Yasa koyucu Anayasa'ya aykırı olmamak koşuluyla bir uzmanlık alanında çalışanlara diğerlerine göre sunulan hizmet, hizmeti sunan kamu görevlisinin unvanı ve diğer özelliklerini gözeterek daha fazla tazminat ödemeyi uygun görebilir. Kamu kurum ve kuruluşlarında görev yapan tabiplere tazminat ödenmesinin öngörülüp öngörülmemesi kadar bunun hangi uzmanlık alanı veya unvana göre ne oranda uygulanacağının belirlenmesi de Anayasa çerçevesinde Yasa koyucunun takdir yetkisi içindedir.
Diş tabipliği mesleği tabiplik mesleğinin bir kolu olmakla beraber diğer tıp uzmanlıklarından ayrılmaktadır. Diş tabiplerinin diğer tabiplerden farklı fakültelerden mezun olmaları, 1219 sayılı Tababet ve Şuabatı San'atlarının Tarzı İcrasına Dair Kanun'da tabipler ve diş tabipleri için ayrı bölümler bulunması, diş tabiplerinin uzmanlık sınavının (DUS) tıpta uzmanlık sınavından (TUS) ayrı yapılması bu farklılığı göstermektedir. Bu durumda TSK'da görevli diş tabiplerinin her zaman ve her koşulda TSK'da görevli diğer tabiplerle aynı hukuki statüde oldukları ve dolayısıyla aynı kurallara tabi olmaları gerektiği söylenemez.

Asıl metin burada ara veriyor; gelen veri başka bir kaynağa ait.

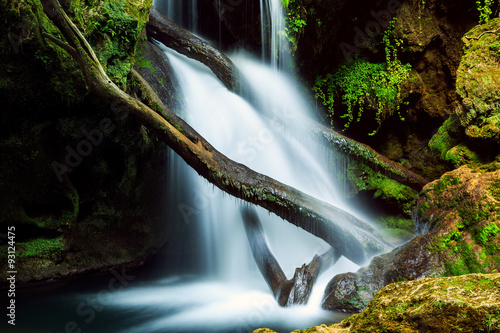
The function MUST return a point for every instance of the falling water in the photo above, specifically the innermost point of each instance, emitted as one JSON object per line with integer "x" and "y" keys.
{"x": 229, "y": 294}
{"x": 225, "y": 291}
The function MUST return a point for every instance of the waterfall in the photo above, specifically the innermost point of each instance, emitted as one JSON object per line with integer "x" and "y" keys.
{"x": 227, "y": 293}
{"x": 275, "y": 48}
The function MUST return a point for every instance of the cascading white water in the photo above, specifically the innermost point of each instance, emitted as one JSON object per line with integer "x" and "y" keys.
{"x": 274, "y": 44}
{"x": 229, "y": 294}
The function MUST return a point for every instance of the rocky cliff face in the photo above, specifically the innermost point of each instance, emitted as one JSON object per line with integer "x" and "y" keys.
{"x": 458, "y": 218}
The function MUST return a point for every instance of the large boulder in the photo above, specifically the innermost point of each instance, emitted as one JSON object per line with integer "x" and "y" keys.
{"x": 468, "y": 303}
{"x": 459, "y": 222}
{"x": 478, "y": 84}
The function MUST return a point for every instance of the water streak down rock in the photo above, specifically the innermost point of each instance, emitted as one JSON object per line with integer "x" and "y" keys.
{"x": 349, "y": 236}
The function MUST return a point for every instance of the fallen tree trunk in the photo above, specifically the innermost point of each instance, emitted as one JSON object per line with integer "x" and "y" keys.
{"x": 349, "y": 236}
{"x": 298, "y": 289}
{"x": 182, "y": 41}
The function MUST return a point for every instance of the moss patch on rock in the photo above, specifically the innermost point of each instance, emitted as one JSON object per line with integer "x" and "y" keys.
{"x": 462, "y": 211}
{"x": 468, "y": 303}
{"x": 478, "y": 83}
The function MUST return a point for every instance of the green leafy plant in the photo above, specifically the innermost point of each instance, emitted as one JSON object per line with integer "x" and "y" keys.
{"x": 294, "y": 23}
{"x": 487, "y": 232}
{"x": 362, "y": 84}
{"x": 484, "y": 8}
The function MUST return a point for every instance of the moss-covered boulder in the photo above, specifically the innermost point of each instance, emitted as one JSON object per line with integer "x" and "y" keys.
{"x": 462, "y": 213}
{"x": 478, "y": 83}
{"x": 82, "y": 185}
{"x": 458, "y": 219}
{"x": 467, "y": 303}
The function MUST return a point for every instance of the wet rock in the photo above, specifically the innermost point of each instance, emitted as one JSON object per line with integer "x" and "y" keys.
{"x": 458, "y": 218}
{"x": 468, "y": 303}
{"x": 98, "y": 208}
{"x": 478, "y": 83}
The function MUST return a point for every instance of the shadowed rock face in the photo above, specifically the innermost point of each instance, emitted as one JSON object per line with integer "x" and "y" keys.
{"x": 104, "y": 212}
{"x": 459, "y": 214}
{"x": 467, "y": 303}
{"x": 478, "y": 84}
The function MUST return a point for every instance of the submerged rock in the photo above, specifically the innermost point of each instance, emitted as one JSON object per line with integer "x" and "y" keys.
{"x": 467, "y": 303}
{"x": 478, "y": 83}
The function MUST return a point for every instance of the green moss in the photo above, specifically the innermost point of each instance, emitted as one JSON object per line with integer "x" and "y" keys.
{"x": 467, "y": 263}
{"x": 446, "y": 136}
{"x": 363, "y": 85}
{"x": 494, "y": 189}
{"x": 478, "y": 84}
{"x": 489, "y": 231}
{"x": 41, "y": 248}
{"x": 364, "y": 178}
{"x": 461, "y": 155}
{"x": 397, "y": 228}
{"x": 444, "y": 183}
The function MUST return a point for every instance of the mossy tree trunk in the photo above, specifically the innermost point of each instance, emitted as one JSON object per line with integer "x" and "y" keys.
{"x": 182, "y": 41}
{"x": 348, "y": 235}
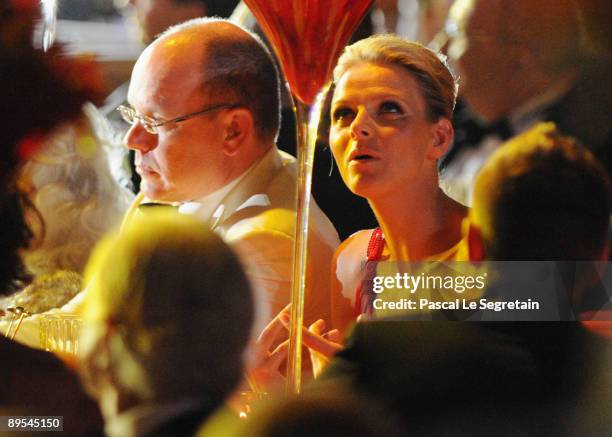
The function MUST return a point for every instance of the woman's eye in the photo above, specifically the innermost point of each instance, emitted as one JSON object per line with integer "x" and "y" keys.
{"x": 340, "y": 114}
{"x": 390, "y": 108}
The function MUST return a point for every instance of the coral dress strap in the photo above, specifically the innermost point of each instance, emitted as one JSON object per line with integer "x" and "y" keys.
{"x": 363, "y": 295}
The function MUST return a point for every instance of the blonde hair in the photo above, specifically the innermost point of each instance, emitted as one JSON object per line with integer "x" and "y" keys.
{"x": 76, "y": 193}
{"x": 436, "y": 81}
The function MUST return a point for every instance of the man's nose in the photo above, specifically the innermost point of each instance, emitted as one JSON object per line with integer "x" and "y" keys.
{"x": 362, "y": 125}
{"x": 137, "y": 138}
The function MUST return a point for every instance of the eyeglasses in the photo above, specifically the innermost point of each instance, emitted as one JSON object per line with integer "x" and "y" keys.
{"x": 151, "y": 125}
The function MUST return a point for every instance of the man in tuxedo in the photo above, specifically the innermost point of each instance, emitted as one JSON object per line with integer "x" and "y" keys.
{"x": 503, "y": 378}
{"x": 204, "y": 115}
{"x": 32, "y": 83}
{"x": 521, "y": 62}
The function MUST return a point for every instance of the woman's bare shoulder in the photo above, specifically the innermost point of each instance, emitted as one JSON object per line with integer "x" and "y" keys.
{"x": 350, "y": 257}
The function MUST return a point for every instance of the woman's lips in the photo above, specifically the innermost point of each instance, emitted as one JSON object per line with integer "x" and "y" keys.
{"x": 362, "y": 157}
{"x": 146, "y": 171}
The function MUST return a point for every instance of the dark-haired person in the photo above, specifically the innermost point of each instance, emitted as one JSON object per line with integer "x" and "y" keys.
{"x": 522, "y": 62}
{"x": 166, "y": 320}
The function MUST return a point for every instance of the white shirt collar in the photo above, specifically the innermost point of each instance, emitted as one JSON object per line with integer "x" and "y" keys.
{"x": 210, "y": 208}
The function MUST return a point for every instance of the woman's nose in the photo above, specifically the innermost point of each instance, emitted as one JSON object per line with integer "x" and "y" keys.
{"x": 362, "y": 127}
{"x": 137, "y": 138}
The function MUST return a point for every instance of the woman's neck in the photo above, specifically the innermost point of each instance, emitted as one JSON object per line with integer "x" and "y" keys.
{"x": 418, "y": 224}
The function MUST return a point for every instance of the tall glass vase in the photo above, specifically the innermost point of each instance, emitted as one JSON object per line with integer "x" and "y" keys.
{"x": 307, "y": 37}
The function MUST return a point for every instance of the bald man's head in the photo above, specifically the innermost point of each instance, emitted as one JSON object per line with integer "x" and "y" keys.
{"x": 235, "y": 65}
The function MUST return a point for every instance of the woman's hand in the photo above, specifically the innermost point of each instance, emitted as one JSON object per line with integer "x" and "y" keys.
{"x": 321, "y": 345}
{"x": 263, "y": 374}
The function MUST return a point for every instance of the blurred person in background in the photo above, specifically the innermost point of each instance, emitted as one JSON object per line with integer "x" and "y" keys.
{"x": 43, "y": 91}
{"x": 155, "y": 16}
{"x": 327, "y": 411}
{"x": 167, "y": 318}
{"x": 520, "y": 62}
{"x": 541, "y": 196}
{"x": 70, "y": 183}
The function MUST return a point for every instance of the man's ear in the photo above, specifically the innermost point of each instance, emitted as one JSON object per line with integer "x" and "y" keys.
{"x": 442, "y": 134}
{"x": 475, "y": 244}
{"x": 239, "y": 126}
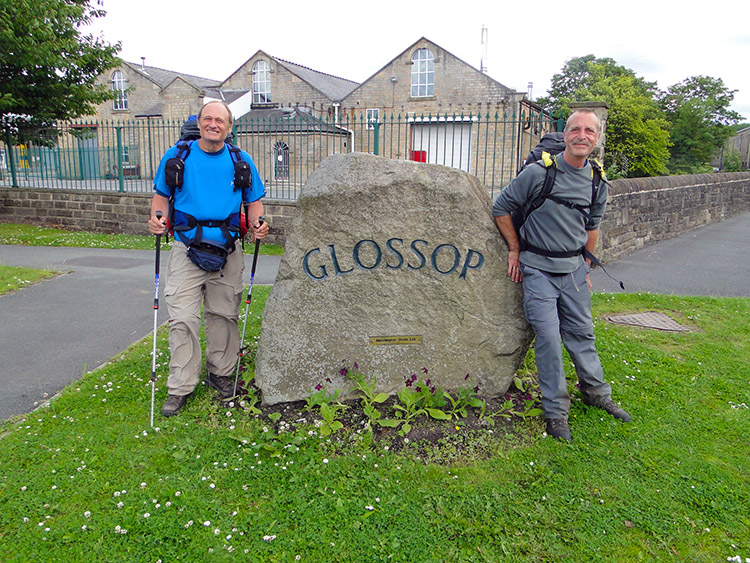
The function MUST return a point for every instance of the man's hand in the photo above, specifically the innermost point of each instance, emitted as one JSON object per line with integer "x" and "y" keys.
{"x": 514, "y": 266}
{"x": 157, "y": 226}
{"x": 260, "y": 231}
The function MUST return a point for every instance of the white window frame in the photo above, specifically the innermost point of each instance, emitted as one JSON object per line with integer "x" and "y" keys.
{"x": 261, "y": 83}
{"x": 280, "y": 160}
{"x": 422, "y": 74}
{"x": 372, "y": 115}
{"x": 119, "y": 85}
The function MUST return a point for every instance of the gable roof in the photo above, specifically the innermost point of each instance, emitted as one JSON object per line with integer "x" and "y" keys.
{"x": 333, "y": 87}
{"x": 284, "y": 120}
{"x": 422, "y": 40}
{"x": 163, "y": 78}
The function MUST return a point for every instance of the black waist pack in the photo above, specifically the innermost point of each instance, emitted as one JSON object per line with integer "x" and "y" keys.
{"x": 207, "y": 256}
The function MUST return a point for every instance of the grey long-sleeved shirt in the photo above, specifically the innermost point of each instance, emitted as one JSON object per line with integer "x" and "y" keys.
{"x": 554, "y": 226}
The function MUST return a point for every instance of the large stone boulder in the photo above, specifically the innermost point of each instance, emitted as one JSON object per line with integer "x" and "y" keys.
{"x": 397, "y": 266}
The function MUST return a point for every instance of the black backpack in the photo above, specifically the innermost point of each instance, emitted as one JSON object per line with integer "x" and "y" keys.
{"x": 546, "y": 160}
{"x": 174, "y": 172}
{"x": 551, "y": 145}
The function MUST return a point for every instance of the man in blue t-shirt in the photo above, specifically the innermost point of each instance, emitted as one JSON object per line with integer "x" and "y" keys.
{"x": 556, "y": 286}
{"x": 207, "y": 194}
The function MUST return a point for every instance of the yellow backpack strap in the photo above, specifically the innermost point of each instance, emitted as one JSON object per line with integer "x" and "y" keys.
{"x": 597, "y": 166}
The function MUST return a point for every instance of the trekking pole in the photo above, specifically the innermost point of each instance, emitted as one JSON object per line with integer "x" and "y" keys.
{"x": 241, "y": 351}
{"x": 156, "y": 311}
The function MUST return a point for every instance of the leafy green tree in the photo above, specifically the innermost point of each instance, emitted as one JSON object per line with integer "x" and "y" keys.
{"x": 637, "y": 137}
{"x": 48, "y": 66}
{"x": 732, "y": 162}
{"x": 700, "y": 121}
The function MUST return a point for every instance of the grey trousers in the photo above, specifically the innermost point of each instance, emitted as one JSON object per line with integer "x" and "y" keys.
{"x": 187, "y": 288}
{"x": 559, "y": 307}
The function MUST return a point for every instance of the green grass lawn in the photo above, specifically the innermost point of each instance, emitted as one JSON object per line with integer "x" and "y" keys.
{"x": 87, "y": 479}
{"x": 14, "y": 278}
{"x": 12, "y": 233}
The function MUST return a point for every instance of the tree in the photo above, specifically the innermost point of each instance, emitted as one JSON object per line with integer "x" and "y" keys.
{"x": 637, "y": 140}
{"x": 47, "y": 66}
{"x": 700, "y": 121}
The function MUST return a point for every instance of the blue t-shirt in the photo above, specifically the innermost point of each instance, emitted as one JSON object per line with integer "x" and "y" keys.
{"x": 207, "y": 191}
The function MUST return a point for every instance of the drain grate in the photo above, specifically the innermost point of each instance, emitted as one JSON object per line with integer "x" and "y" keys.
{"x": 649, "y": 319}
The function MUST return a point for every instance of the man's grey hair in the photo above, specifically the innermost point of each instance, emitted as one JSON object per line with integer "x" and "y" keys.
{"x": 229, "y": 111}
{"x": 584, "y": 110}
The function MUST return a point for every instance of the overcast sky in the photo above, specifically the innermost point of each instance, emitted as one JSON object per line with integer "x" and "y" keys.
{"x": 663, "y": 41}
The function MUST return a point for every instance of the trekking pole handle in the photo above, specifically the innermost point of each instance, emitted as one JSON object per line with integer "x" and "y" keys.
{"x": 156, "y": 264}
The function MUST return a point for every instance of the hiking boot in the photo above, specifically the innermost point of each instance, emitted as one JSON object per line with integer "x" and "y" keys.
{"x": 607, "y": 404}
{"x": 224, "y": 385}
{"x": 174, "y": 404}
{"x": 558, "y": 428}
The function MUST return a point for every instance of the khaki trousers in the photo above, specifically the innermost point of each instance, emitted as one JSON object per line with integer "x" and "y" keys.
{"x": 187, "y": 288}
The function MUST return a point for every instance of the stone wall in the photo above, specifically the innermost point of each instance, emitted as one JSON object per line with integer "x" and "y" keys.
{"x": 641, "y": 211}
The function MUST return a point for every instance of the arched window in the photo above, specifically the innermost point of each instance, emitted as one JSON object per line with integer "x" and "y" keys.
{"x": 261, "y": 83}
{"x": 280, "y": 160}
{"x": 119, "y": 85}
{"x": 422, "y": 74}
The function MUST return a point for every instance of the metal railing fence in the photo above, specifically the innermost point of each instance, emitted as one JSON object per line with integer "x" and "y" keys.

Ayrıca başvuru gerekçelerinde kıyaslama yapılan döner sermaye ücreti ile sağlık hizmeti tazminatı aynı ödeme biçimi olmadıklarından aralarında eşitlik karşılaştırması yapılamaz. Döner sermaye, üretilen hizmete ve elde edilen gelire bağlı yapılan değişken bir ödemedir. Yapılacak ödemeler, ilgili sağlık kuruluşunun dağıtabileceği aylık döner sermaye miktarına, tabibin teşhis veya tedavi amaçlı işlem sayısına, yönetmelikle her işlem için belirlenen puana bağlı olarak değişmektedir. Bunun yanında sağlık hizmetleri tazminatı yönetmelikle belirlenen sabit oranlı kesin bir ödeme türüdür.
Açıklanan nedenlerle itiraz konusu kurallar, Anayasa'nın 2., 10. ve 128. maddelerine aykırı değildir. İptal isteminin reddi gerekir.
..."
36. Yine 5947 sayılı Kanun'un 12. maddesi ile 926 sayılı Kanun'un Ek 17. maddesine eklenen (Ç) fıkrasının ikinci bendinin iptali istemiyle ilgili Anayasa Mahkemesinin 16/7/2010 tarihli ve E.2010/29, K.2010/90 sayılı kararı da şöyledir:
".
Dava dilekçesinde 5947 sayılı Yasa'nın 12. maddesi ile 926 sayılı Yasa'nın Ek 17. Maddesine eklenen (Ç) fıkrasının ikinci bendinin, sivil kadrolarda çalışan öğretim üyesi tabiplere tazminat ödenmesine ilişkin olduğu, bu düzenlemenin GATA'da, tıpta uzmanlık mevzuatında belirtilen temel tıp bilimlerine ait dallarda doktora yapan öğretim üyelerini kapsamadığı belirtilerek kuralın Anayasa'nın 2., 10., 55., 130., 131. ve 132. maddelerine aykırı olduğu ileri sürülmüştür.
Fıkranın iptali istenen ikinci bendinde yasakoyucu, TSK kadrosunda görevli sivil öğretim üyesi tabipler ile uzman veya uzman olmayan tabip ve diş tabiplerine en yüksek devlet memuru aylığına endeksli olarak, sağlık hizmetleri tazminatı ödenmesini öngörmüştür. Yasakoyucu ayrıca, bu kişilerin unvan ve statülerine bağlı bir oran saptayarak, ödenecek tazminat miktarının hizalarında gösterilen oranları geçemeyeceğini belirtmiştir.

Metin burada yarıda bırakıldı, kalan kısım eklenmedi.